In October 2001, Ford broke with conservative members of the Republican Party by stating that gay and lesbian couples "ought to be treated equally. Period." He became the highest ranking Republican to embrace full equality for gays and lesbians, stating his belief that there should be a federal amendment outlawing anti-gay job discrimination and expressing his hope that the Republican Party would reach out to gay and lesbian voters. He also was a member of the Republican Unity Coalition, which The New York Times described as "a group of prominent Republicans, including former President Gerald R. Ford, dedicated to making sexual orientation a non-issue in the Republican Party".

On November 22, 2004, New York Republican Governor George Pataki named Ford and the other living former Presidents (Carter, George H. W. Bush and Bill Clinton) as honorary members of the board rebuilding the World Trade Center.
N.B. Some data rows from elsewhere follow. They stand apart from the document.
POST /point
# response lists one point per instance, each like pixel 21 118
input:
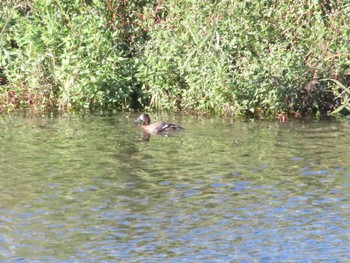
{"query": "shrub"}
pixel 248 57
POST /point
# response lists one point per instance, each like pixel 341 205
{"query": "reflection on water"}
pixel 89 189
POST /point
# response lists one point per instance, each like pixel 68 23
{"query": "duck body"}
pixel 157 127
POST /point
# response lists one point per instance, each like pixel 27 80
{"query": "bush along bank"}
pixel 240 58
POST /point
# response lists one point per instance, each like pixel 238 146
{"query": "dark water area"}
pixel 86 188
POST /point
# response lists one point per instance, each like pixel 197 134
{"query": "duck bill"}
pixel 138 121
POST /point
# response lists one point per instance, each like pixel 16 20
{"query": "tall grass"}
pixel 250 58
pixel 68 53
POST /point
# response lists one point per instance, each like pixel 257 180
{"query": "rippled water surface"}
pixel 88 189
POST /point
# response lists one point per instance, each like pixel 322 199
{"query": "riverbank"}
pixel 249 58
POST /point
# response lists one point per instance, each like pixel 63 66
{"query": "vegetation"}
pixel 249 58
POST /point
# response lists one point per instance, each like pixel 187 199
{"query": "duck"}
pixel 156 127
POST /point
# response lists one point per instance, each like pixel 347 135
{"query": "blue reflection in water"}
pixel 89 190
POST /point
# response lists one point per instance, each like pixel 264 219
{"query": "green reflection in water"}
pixel 88 187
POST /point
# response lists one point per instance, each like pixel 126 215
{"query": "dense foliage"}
pixel 245 58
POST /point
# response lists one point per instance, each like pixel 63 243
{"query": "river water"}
pixel 87 188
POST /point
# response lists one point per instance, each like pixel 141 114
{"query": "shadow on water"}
pixel 90 188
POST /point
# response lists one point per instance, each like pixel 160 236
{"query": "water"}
pixel 87 188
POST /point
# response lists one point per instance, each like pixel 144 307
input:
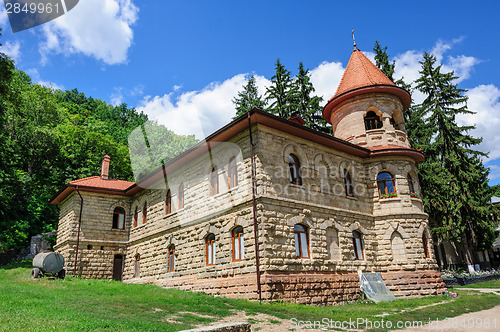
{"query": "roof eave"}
pixel 401 93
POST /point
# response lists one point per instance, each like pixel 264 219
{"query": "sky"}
pixel 183 62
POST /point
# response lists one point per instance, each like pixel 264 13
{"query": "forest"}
pixel 49 137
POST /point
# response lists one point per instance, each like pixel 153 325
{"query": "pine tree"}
pixel 415 127
pixel 248 98
pixel 307 106
pixel 282 94
pixel 453 178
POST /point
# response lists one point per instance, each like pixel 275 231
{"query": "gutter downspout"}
pixel 255 228
pixel 79 226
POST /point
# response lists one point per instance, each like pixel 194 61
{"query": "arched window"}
pixel 349 190
pixel 398 247
pixel 385 183
pixel 238 244
pixel 232 173
pixel 145 212
pixel 294 165
pixel 180 196
pixel 168 202
pixel 137 266
pixel 119 218
pixel 171 258
pixel 358 245
pixel 410 184
pixel 426 245
pixel 332 243
pixel 301 241
pixel 214 181
pixel 210 249
pixel 136 216
pixel 372 121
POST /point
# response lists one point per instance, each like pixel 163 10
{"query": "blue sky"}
pixel 182 62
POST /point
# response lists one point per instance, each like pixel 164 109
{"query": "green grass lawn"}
pixel 97 305
pixel 484 284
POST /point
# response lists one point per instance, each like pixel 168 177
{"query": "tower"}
pixel 367 108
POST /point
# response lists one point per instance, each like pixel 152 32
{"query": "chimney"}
pixel 297 119
pixel 105 167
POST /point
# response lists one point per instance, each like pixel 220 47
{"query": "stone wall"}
pixel 391 228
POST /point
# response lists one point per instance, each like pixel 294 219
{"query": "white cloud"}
pixel 203 112
pixel 12 50
pixel 35 77
pixel 95 28
pixel 198 112
pixel 117 97
pixel 326 78
pixel 3 17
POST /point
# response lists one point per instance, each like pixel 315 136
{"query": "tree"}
pixel 307 106
pixel 248 98
pixel 453 178
pixel 282 94
pixel 416 129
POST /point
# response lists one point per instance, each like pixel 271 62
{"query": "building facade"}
pixel 267 208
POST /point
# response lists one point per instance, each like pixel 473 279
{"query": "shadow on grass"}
pixel 27 263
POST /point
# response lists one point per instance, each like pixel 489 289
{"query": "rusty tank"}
pixel 48 263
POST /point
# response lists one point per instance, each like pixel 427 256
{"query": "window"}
pixel 301 241
pixel 372 121
pixel 119 218
pixel 136 214
pixel 410 184
pixel 180 196
pixel 210 249
pixel 332 243
pixel 294 165
pixel 238 244
pixel 137 266
pixel 214 181
pixel 232 173
pixel 168 202
pixel 358 245
pixel 171 258
pixel 385 183
pixel 349 190
pixel 144 212
pixel 426 246
pixel 398 247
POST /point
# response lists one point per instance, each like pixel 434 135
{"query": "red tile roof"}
pixel 359 73
pixel 98 183
pixel 362 76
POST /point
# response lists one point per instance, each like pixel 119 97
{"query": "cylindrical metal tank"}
pixel 49 262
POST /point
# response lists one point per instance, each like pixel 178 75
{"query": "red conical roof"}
pixel 362 76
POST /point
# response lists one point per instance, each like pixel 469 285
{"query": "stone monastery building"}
pixel 266 207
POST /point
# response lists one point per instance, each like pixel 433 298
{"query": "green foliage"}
pixel 50 137
pixel 382 61
pixel 248 98
pixel 282 94
pixel 286 97
pixel 308 106
pixel 453 177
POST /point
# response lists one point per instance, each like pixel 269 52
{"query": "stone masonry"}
pixel 394 232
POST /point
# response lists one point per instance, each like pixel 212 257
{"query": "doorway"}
pixel 118 268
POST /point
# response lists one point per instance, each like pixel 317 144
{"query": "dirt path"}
pixel 486 320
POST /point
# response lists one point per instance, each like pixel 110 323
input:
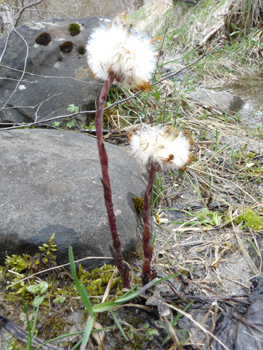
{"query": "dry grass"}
pixel 243 14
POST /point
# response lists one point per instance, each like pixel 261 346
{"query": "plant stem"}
pixel 147 244
pixel 116 252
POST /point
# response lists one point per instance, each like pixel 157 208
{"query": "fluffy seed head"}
pixel 130 58
pixel 166 146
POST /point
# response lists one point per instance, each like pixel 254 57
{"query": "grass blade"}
pixel 81 289
pixel 119 325
pixel 87 332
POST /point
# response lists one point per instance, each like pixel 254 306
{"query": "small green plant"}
pixel 39 292
pixel 106 306
pixel 249 218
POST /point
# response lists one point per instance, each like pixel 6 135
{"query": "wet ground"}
pixel 250 89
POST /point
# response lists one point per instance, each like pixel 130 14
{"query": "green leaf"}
pixel 87 332
pixel 73 109
pixel 59 300
pixel 81 289
pixel 119 325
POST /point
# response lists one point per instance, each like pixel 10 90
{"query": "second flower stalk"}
pixel 118 57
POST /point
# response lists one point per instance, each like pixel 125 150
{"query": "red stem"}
pixel 117 255
pixel 147 244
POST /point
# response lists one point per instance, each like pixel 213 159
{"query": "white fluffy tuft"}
pixel 165 146
pixel 131 58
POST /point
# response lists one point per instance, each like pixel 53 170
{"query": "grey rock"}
pixel 53 79
pixel 50 183
pixel 221 101
pixel 5 18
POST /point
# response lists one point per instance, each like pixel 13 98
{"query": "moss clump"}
pixel 81 50
pixel 251 219
pixel 138 204
pixel 66 47
pixel 43 39
pixel 74 29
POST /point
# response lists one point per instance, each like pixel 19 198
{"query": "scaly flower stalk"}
pixel 117 253
pixel 147 244
pixel 118 57
pixel 159 148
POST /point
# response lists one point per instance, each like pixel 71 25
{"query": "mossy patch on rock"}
pixel 138 204
pixel 74 29
pixel 66 47
pixel 81 49
pixel 43 39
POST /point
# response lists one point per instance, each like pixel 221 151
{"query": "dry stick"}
pixel 19 14
pixel 147 245
pixel 259 251
pixel 198 325
pixel 116 249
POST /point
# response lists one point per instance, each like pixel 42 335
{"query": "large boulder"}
pixel 44 69
pixel 50 183
pixel 5 18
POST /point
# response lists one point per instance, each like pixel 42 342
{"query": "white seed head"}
pixel 130 58
pixel 165 146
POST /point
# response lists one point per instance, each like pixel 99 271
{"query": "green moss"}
pixel 43 39
pixel 74 29
pixel 66 47
pixel 81 50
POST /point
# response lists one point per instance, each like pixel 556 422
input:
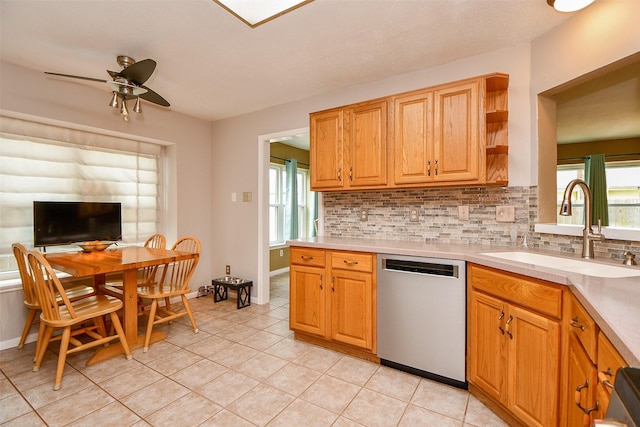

In a pre-recorded embargoed interview with Bob Woodward of The Washington Post in July 2004, Ford stated that he disagreed "very strongly" with the Bush administration's choice of Iraq's alleged weapons of mass destruction as justification for its decision to invade Iraq, calling it a "big mistake" unrelated to the national security of the United States and indicating that he would not have gone to war had he been president. The details of the interview were not released until after Ford's death, as he requested.

== Reception ==
In 1983, Robert Lindsey expressed the view that Ford had become "a kind of one-man academic, business and political conglomerate" in his retirement who was the most active of the then-current three former presidents (Nixon, Carter, and himself).

Ford is credited with having started the pattern of former American presidents generating revenue through speeches. His paid speeches drew criticism from Nixon who charged him with "selling the office." Ford would defend his activities by stating that being a private citizen at the time of generating revenue from the addresses, "he could leverage his past however he pleased." Richard Cohen stressed the lasting negative impact of Ford's participation with business boards: "He sold what they were buying, which was the prestige of the presidency. As a result, it has less and less."